Helm is a package manager for Kubernetes, and like any package manager, sometimes things go wrong. When a helm upgrade or helm install fails, you’re left with a broken deployment. The good news is Helm keeps a history of your releases, allowing you to roll back to a known good state.
Let’s say you just ran helm upgrade my-app ./charts/my-app -f values.yaml and it bombed out. Your application is now in a weird, partially deployed state.
The first thing you need is the exact name of your release. You probably know this, but if you’ve forgotten or are working on someone else’s cluster, helm list -a will show you all releases, including those that are uninstalled or failed.
helm list -a
This will give you output like:
NAME NAMESPACE REVISION DEPLOYED STATUS CHART
my-app default 5 2023-10-27 10:00:00 failed my-app-1.2.0
another-app kube-system 1 2023-10-26 09:00:00 deployed another-app-0.5.1
Notice the REVISION column. This is key. Each time you install or upgrade a release, Helm increments this revision number. When an upgrade fails, the previous revision is usually still in a deployed or successful state.
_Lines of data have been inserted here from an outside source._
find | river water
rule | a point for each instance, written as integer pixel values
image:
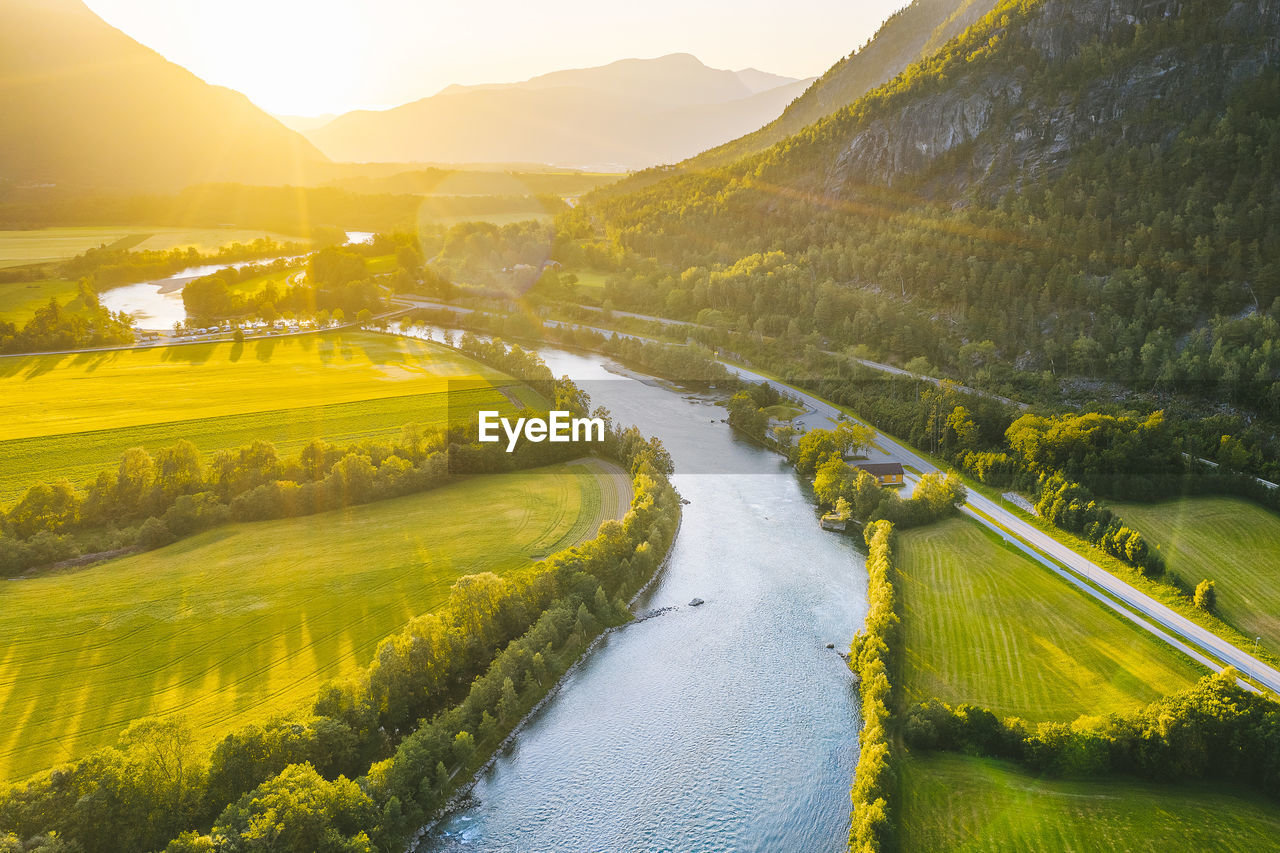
(726, 726)
(156, 305)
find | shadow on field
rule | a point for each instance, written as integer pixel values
(199, 354)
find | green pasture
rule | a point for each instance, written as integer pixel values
(1230, 541)
(984, 624)
(248, 620)
(53, 395)
(963, 803)
(19, 300)
(80, 456)
(45, 245)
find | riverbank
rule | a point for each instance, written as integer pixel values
(461, 794)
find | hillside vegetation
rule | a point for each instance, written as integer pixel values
(1069, 190)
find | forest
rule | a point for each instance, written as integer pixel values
(1152, 269)
(434, 698)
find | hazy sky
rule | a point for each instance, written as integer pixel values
(309, 56)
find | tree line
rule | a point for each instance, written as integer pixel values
(380, 751)
(150, 500)
(874, 658)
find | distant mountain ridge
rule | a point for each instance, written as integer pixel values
(86, 105)
(632, 113)
(909, 35)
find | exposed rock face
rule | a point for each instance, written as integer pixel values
(996, 124)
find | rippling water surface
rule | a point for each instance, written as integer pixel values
(727, 726)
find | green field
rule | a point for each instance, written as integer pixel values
(373, 365)
(19, 300)
(247, 620)
(496, 218)
(984, 624)
(963, 803)
(49, 395)
(1233, 542)
(590, 279)
(45, 245)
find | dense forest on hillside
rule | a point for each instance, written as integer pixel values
(1143, 251)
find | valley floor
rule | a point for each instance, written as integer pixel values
(248, 620)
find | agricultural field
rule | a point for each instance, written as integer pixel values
(1233, 542)
(448, 220)
(341, 387)
(46, 245)
(964, 803)
(247, 620)
(19, 300)
(589, 279)
(984, 624)
(50, 395)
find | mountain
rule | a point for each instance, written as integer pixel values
(632, 113)
(909, 35)
(83, 104)
(1070, 191)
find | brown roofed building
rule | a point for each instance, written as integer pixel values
(885, 473)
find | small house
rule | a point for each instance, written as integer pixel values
(885, 473)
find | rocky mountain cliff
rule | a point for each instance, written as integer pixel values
(1038, 81)
(908, 36)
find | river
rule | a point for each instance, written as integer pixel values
(156, 305)
(726, 726)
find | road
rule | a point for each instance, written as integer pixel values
(867, 363)
(1137, 606)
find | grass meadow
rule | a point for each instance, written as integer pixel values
(19, 300)
(247, 620)
(51, 395)
(984, 624)
(69, 416)
(963, 803)
(1233, 542)
(46, 245)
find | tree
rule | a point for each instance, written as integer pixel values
(191, 842)
(510, 703)
(833, 480)
(464, 747)
(963, 429)
(1206, 597)
(940, 492)
(854, 438)
(297, 810)
(814, 447)
(45, 507)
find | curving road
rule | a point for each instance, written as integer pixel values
(1188, 637)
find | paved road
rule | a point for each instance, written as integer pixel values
(1138, 606)
(865, 363)
(1188, 637)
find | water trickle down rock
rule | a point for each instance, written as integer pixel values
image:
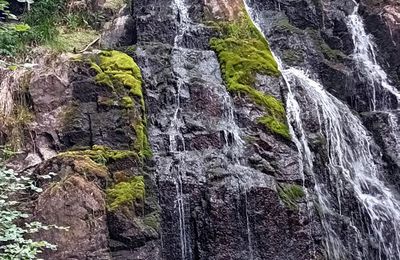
(349, 171)
(217, 196)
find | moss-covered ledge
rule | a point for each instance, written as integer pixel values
(243, 53)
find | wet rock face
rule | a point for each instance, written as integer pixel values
(382, 19)
(218, 191)
(76, 203)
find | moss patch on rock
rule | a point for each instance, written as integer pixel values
(291, 194)
(243, 53)
(102, 154)
(119, 71)
(126, 193)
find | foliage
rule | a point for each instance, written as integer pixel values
(15, 229)
(125, 193)
(12, 38)
(290, 194)
(44, 20)
(243, 53)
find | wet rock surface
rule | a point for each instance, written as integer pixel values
(213, 187)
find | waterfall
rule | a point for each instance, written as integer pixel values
(365, 58)
(174, 132)
(351, 167)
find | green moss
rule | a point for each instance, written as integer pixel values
(152, 220)
(115, 70)
(125, 193)
(291, 194)
(142, 143)
(275, 126)
(127, 102)
(102, 154)
(243, 53)
(292, 56)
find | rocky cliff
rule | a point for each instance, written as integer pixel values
(217, 129)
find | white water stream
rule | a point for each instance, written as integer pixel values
(351, 165)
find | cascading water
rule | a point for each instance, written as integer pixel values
(351, 168)
(365, 58)
(175, 169)
(175, 134)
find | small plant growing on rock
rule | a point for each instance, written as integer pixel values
(15, 227)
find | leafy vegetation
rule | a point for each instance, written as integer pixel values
(49, 23)
(243, 53)
(15, 226)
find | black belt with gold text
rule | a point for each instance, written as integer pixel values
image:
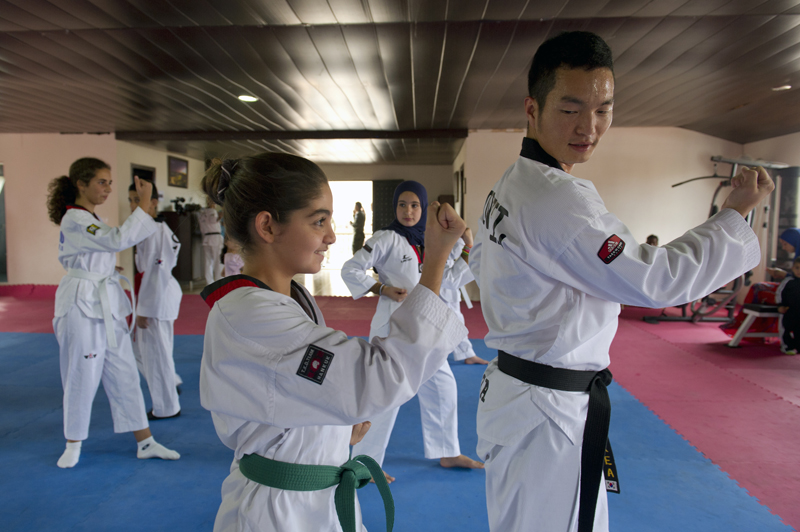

To see the history of your specific release, use helm history:
helm history my-app
This will show you something like:
REVISION DEPLOYED STATUS CHART
1 2023-10-25 08:00:00 deployed my-app-1.1.0
2 2023-10-26 09:00:00 deployed my-app-1.1.1
3 2023-10-27 10:00:00 superseded my-app-1.2.0
4 2023-10-27 10:05:00 superseded my-app-1.2.0
5 2023-10-27 10:10:00 failed my-app-1.2.0
You want to roll back to the last known good revision. In this example, revision 2 or 3 (if 1.2.0 was the new version and 1.1.1 was the old one, and the upgrade from 1.1.1 to 1.2.0 failed) seems like a good candidate. You’ll typically want to roll back to the revision before the one that failed. If revision 5 failed, you want to roll back to revision 4.
To perform the rollback, you use the helm rollback command:
helm rollback my-app 4
Helm will now attempt to revert the resources managed by this release back to the state they were in during revision 4. This involves deleting the resources created or modified by revision 5 and recreating or reconfiguring them to match revision 4.
If the rollback itself fails, it’s usually because the resources Helm is trying to revert are in an unexpected state due to the initial failure. You might need to manually clean up some Kubernetes resources before retrying the helm rollback.
After a successful rollback, if you run helm list -a again, you’ll see a new revision number for my-app, and its status will be deployed.
helm list -a
Output might look like:
NAME NAMESPACE REVISION DEPLOYED STATUS CHART
my-app default 6 2023-10-27 11:00:00 deployed my-app-1.2.0
another-app kube-system 1 2023-10-26 09:00:00 deployed another-app-0.5.1
Note that Helm doesn’t actually delete the failed revision (5 in this case). It just marks the release as deployed with the new, rolled-back revision (6). The history is preserved, allowing you to go back even further if needed.
The most common reason a helm rollback fails is that the rollback operation itself triggers a new set of Kubernetes validation errors. This often happens when the underlying Kubernetes API server has changed its behavior or when a resource’s state is so corrupted that even reverting to a previous configuration doesn’t satisfy the API. In such cases, you might need to inspect the Kubernetes events for the failing pods or deployments associated with your release.
The next error you’ll hit is likely a helm uninstall failing because the release has been rolled back to a state where some resources are still in a pending or error state, and Helm cannot cleanly remove them.